James Clemmy
(February – March 1839)
In common with many areas of the country, infant mortality in 19th century Settle was very high — one in five infants didn’t reach the age of five. Twice as many illegitimate infants died as legitimate babies. This may have been because their mothers tended to be young, poor and inexperienced. Some illegitimate children were unwanted and so were deliberately uncared for, or worse.
Poor little James has the dubious honour of being the first child to be buried in the Holy Ascension graveyard after it opened in January 1839. He was baptised on 28th February and buried on 2nd March. James was interred in an area dedicated to infant burials.
James’s mother, Judith Clemmy, was originally from Garsdale.

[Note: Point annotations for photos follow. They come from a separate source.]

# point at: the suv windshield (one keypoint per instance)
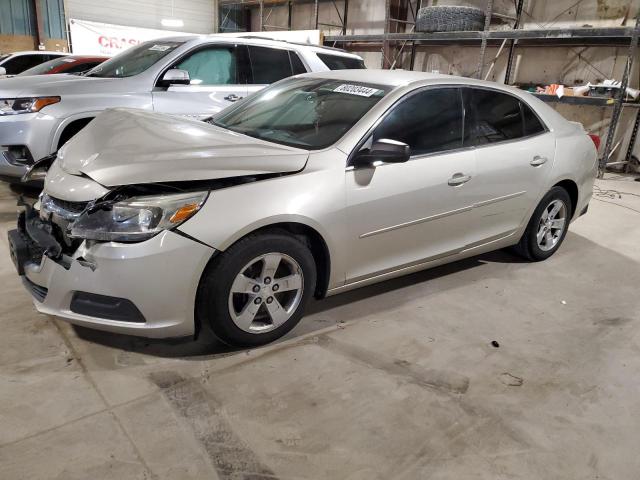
(46, 66)
(307, 113)
(135, 60)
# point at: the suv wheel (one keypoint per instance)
(256, 291)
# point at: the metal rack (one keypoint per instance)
(266, 7)
(400, 37)
(393, 43)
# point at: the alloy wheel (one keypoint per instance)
(266, 293)
(553, 222)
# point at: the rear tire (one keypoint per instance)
(449, 19)
(547, 227)
(256, 291)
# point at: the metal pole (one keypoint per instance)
(385, 41)
(632, 141)
(617, 108)
(261, 15)
(40, 37)
(344, 17)
(512, 43)
(483, 45)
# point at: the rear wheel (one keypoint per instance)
(548, 226)
(256, 291)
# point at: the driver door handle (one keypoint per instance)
(458, 179)
(538, 160)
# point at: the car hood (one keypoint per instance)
(125, 146)
(59, 84)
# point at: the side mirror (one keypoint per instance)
(175, 76)
(383, 150)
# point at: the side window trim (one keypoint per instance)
(521, 102)
(284, 49)
(196, 49)
(387, 112)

Judith was born in 1819, but her father, Arthur, died when she was just five. Her widowed mother Mary had several illegitimate children after that, but disappears from the records by the 1841 census. In this census, Judith, then aged 21, was living with four younger sisters, a brother and a 3 year old infant in Otley, and was working in a cotton mill. There weren’t many options for orphaned children, so it’s likely that Judith and her siblings came to Settle to try to find work, and it was there that she had James.
Fortunately, Judith’s luck turned around. In 1846, she married Tim Metcalfe, a farmer, and she gave him two sons, Arthur (named after her father) and William. They lived near Harrogate. Despite the problems of her early years, Judith lived to the age of 63.